Both ESMI623LL and QVVA635LL are present within the highly structured CBS-1 domain of the cytoplasmic tail of ClC-2. Hence, to determine which one of these dileucine motifs behaves as a dileucine-based basolateral sorting signal, we used a classical and less intrusive strategy to study their sorting role—single-alanine mutagenesis of all amino acid residues in each motif within the context of the full-size channel. Strikingly, mutation of individual leucines in ESMI623LL reduced basolateral localization and increased intracellular retention of the mutant channel, whereas mutagenesis of the −3, −2, and −1 (S, M, and I) did not affect basolateral localization of the channel (Supplemental Figure S2). Mutagenesis of acidic residue 619E did not cause missorting of the channel, in agreement with the inconsistent sorting requirement for acidic residues in position −4 in dileucine motifs (Table 1; Hunziker and Fumey, 1994; Janvier et al., 2003; Doumanov et al., 2006; Mattera et al., 2011). In contrast, replacement of each individual leucine in QVVA635LL had no significant effect on the channel's distribution. These experiments strongly suggest that ESMI623LL is the authentic basolateral sorting signal of ClC-2.
Because both variants of the clathrin adaptor AP-1, AP-1A and AP-1B, have been implicated in basolateral sorting, we then used single or combined knockdown of AP-1A and AP-1B in MDCK cells, an approach we recently reported (Carvajal-Gonzalez et al., 2012; Gravotta et al., 2012), to study their role in basolateral sorting of ClC-2. Individual knockdown of either AP-1A or AP-1B did not disrupt the basolateral localization of ClC-2. In contrast, knockdown of both AP-1A and AP-1B resulted in intracellular retention of full- length ClC-2 and apical relocalization of the p75-ClC-2ct chimera (Figures 4 and 5). These results differ from gain-of-function experiments reported in AP-1B–deficient LLC-PK1 cells, showing that overexpression of the clathrin adaptor AP-1B but not of AP-1A corrects the nonpolarized distribution of ClC-2. Because AP-1A is expressed endogenously by LLC-PK1 cells, those experiments suggested that AP-1B but not AP-1A is necessary for basolateral expression of ClC-2 (Peña-Münzenmayer et al., 2005). In contrast, our results demonstrate that expression of either AP-1A or AP-1B in MDCK cells is sufficient to confer basolateral localization to ClC-2.
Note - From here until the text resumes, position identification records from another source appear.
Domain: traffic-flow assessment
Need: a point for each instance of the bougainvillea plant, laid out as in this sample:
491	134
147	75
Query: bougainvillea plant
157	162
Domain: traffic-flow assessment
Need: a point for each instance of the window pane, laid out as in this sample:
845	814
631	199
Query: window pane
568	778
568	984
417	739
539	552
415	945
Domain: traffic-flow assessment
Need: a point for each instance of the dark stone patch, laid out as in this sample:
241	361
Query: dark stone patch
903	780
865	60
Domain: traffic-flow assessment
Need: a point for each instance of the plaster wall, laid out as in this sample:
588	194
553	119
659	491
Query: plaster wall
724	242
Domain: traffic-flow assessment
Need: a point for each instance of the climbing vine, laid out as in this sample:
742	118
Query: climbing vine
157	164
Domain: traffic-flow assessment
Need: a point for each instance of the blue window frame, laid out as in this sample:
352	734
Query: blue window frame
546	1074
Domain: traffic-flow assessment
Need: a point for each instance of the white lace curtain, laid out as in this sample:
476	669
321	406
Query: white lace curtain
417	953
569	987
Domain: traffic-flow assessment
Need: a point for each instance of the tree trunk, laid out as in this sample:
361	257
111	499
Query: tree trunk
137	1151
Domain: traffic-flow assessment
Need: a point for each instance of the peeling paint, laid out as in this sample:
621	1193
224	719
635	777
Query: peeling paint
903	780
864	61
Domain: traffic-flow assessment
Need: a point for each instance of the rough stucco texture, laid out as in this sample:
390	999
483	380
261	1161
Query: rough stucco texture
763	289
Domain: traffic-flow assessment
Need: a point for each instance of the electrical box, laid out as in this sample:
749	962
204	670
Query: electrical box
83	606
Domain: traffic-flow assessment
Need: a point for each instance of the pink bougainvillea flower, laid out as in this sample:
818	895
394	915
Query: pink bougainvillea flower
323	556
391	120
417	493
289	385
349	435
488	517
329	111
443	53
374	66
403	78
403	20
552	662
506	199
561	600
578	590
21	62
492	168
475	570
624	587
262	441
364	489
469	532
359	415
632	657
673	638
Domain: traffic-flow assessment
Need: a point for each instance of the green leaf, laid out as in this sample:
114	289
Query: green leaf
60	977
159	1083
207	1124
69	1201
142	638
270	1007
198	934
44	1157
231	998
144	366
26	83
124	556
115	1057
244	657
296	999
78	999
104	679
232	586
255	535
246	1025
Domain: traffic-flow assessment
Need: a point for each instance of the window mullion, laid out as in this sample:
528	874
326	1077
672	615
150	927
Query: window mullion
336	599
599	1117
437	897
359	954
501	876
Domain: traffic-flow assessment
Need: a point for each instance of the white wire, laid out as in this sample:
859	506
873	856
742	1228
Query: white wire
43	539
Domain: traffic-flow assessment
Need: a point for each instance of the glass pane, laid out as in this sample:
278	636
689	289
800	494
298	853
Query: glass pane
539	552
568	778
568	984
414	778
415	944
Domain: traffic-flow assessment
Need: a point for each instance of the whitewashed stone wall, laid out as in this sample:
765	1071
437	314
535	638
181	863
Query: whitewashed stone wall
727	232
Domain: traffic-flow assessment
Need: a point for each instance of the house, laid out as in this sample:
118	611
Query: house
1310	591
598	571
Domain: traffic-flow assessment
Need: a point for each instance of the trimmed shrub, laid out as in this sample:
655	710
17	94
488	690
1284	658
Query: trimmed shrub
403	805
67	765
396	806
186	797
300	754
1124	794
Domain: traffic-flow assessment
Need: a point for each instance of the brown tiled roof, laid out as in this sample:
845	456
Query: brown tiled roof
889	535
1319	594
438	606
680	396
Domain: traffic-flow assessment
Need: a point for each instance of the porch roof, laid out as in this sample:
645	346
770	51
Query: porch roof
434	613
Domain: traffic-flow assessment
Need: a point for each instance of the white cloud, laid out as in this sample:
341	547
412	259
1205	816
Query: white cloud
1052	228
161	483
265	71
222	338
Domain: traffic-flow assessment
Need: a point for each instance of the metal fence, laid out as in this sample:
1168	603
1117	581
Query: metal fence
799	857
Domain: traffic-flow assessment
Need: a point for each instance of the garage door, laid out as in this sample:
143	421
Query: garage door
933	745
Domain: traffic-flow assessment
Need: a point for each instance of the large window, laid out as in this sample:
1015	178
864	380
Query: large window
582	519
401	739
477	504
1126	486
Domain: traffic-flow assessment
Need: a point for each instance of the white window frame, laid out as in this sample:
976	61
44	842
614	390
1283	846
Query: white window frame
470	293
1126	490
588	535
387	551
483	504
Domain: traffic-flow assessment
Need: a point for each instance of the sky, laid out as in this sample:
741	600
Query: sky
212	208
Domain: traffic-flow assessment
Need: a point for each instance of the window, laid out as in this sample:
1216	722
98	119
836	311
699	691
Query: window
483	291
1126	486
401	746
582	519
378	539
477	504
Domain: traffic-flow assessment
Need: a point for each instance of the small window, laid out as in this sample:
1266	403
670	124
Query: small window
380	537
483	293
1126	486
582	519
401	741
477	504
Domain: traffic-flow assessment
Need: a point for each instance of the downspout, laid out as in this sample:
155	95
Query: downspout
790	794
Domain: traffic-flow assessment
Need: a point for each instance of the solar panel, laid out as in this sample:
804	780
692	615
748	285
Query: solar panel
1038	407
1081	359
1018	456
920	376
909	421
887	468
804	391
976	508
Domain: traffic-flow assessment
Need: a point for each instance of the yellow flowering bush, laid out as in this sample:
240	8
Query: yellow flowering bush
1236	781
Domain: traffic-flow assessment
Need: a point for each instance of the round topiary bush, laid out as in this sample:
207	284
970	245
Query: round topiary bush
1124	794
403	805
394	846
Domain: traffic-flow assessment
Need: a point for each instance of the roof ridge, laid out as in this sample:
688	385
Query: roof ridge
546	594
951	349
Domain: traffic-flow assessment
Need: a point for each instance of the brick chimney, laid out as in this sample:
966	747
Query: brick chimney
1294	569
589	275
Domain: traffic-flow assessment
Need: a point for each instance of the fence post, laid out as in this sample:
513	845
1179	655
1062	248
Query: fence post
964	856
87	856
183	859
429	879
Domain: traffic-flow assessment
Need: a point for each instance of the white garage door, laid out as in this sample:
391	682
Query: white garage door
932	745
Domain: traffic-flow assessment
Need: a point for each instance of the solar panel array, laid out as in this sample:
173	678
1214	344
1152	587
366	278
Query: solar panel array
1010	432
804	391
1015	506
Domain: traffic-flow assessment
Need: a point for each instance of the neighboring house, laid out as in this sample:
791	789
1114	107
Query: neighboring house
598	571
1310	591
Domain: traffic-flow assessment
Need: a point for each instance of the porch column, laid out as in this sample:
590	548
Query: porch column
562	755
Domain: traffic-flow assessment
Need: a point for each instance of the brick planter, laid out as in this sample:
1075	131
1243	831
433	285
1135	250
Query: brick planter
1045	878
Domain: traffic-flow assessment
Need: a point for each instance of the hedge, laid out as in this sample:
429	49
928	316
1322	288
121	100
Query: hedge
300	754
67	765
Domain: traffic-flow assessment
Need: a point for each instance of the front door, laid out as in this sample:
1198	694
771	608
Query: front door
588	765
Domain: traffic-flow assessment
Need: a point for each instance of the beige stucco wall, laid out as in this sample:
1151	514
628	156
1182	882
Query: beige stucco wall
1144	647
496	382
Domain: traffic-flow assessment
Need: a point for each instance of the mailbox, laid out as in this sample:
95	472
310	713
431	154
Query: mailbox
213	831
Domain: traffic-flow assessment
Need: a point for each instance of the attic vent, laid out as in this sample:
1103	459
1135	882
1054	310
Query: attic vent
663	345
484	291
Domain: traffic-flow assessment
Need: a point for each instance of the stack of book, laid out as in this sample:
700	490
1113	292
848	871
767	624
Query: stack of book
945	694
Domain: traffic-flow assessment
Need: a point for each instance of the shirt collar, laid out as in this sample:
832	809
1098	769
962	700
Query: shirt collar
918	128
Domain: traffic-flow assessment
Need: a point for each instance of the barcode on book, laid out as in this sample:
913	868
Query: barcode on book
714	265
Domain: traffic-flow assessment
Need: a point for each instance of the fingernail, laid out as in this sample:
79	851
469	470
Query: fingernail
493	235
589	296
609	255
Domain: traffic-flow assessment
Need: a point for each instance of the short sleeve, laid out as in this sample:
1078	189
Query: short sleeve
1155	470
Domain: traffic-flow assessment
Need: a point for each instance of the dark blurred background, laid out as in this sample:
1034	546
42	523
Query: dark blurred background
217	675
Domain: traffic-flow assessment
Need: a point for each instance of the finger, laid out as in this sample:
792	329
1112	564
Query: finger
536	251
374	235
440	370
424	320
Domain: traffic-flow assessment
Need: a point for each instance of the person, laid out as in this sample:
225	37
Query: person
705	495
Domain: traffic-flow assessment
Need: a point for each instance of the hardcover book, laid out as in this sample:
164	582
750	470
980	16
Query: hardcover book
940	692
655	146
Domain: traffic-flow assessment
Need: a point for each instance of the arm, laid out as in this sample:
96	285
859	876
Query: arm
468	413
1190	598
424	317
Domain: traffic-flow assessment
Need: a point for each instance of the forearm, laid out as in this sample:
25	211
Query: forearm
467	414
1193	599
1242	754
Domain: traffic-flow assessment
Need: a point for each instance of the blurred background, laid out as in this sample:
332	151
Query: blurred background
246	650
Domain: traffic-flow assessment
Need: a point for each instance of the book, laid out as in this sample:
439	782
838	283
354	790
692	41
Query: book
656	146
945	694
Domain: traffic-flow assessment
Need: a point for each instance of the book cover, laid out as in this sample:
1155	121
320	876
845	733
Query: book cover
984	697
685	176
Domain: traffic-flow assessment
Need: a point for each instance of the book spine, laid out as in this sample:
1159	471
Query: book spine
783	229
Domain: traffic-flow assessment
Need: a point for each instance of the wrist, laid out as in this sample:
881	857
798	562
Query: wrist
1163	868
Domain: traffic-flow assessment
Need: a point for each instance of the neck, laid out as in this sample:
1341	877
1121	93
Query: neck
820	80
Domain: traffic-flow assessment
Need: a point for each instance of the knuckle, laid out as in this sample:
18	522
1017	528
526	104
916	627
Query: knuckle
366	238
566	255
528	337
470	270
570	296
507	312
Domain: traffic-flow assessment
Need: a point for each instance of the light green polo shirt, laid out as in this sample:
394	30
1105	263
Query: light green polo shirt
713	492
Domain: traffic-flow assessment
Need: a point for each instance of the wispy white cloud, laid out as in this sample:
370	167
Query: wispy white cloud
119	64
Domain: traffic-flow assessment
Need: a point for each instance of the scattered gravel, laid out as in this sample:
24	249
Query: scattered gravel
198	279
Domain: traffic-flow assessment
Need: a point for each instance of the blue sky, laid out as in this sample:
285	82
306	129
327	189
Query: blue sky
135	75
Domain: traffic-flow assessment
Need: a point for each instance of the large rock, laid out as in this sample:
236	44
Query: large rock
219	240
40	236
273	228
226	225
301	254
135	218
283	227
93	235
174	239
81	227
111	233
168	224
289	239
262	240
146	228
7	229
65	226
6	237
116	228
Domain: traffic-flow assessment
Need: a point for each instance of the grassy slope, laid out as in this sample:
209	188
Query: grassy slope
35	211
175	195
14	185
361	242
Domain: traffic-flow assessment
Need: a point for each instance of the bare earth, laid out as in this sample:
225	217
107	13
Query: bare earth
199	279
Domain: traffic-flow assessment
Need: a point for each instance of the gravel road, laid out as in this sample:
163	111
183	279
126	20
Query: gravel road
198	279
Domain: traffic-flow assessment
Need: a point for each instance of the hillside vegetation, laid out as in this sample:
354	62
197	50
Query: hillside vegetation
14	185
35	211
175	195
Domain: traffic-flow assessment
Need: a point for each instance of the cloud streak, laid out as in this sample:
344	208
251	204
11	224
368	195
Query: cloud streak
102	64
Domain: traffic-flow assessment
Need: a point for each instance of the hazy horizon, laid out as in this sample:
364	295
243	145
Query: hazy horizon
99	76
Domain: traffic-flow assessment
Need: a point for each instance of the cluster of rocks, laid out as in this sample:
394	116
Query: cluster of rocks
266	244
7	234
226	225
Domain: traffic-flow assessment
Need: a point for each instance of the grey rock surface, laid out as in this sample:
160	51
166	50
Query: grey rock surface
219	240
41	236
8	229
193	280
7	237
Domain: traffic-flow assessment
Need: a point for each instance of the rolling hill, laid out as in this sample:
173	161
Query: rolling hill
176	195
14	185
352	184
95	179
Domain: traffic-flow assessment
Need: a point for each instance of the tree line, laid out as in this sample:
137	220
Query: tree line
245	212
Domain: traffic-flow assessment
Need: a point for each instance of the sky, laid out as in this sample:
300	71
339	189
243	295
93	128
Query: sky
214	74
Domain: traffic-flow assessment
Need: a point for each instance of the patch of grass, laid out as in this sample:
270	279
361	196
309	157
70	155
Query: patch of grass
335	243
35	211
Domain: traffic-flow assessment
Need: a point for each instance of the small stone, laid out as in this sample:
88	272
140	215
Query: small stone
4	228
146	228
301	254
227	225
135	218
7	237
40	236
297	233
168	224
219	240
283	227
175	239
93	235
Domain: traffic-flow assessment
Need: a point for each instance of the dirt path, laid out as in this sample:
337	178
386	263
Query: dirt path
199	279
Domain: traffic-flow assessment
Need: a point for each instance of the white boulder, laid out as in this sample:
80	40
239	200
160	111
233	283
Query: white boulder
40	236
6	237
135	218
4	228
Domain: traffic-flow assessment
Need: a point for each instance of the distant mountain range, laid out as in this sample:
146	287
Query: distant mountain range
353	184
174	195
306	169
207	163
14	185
If both AP-1A and AP-1B participate in the sorting of ClC-2, it should be possible to demonstrate that these adaptors interact specifically with this channel's basolateral sorting signal. Y3H studies show that [D/E]XXXL[L/I] dileucine motifs interact with γ−σ1, α−σ2, and δ−σ3 hemicomplexes in AP-1, AP-2, and AP-3, respectively; these interactions mediate the known biological functions of these adaptors—for example, Nef-mediated down-regulation of CD4 and lysosomal targeting of LIMP-II. A study by Mattera et al. (2011) further showed that the interaction of dileucine motifs with AP-1 also depends on the combinatorial assembly of various γ and σ1 isoforms—for example, γ1 and γ2, and σ1A, σ1B, and σ1C. For example, Nef and LIMP-II interacted with AP-1 hemicomplexes containing γ1 and σ1A, B or C, whereas tyrosinase interacted preferentially with γ2−σ1A and γ2−σ1B hemicomplexes. Our studies demonstrated that the cytoplasmic domain of ClC-2 interacts well with γ1−σ1A, present in both AP-1A and AP-1B, as expected from our trafficking studies in MDCK cells silenced for both adaptors. This interaction was disrupted by alanine substitution 623L/A but was unaffected by 635L/A, strengthening the conclusion that ESMI623LL controls the basolateral sorting of ClC-2 through direct interactions with the γ−σ1A hemicomplex present in both AP-1A and AP-1B. Furthermore, on the basis of crystallographic and biochemical studies that characterized the residues in the γ−σ1 and α−σ2 pockets that interact with the dileucine motifs (Janvier et al., 2003; Kelly et al., 2008; Mattera et al., 2011), we carried out in silico modeling experiments that suggested key interactions between ESMI623LL and conserved residues in σ1A and confirmed these in silico predictions with Y3H assays.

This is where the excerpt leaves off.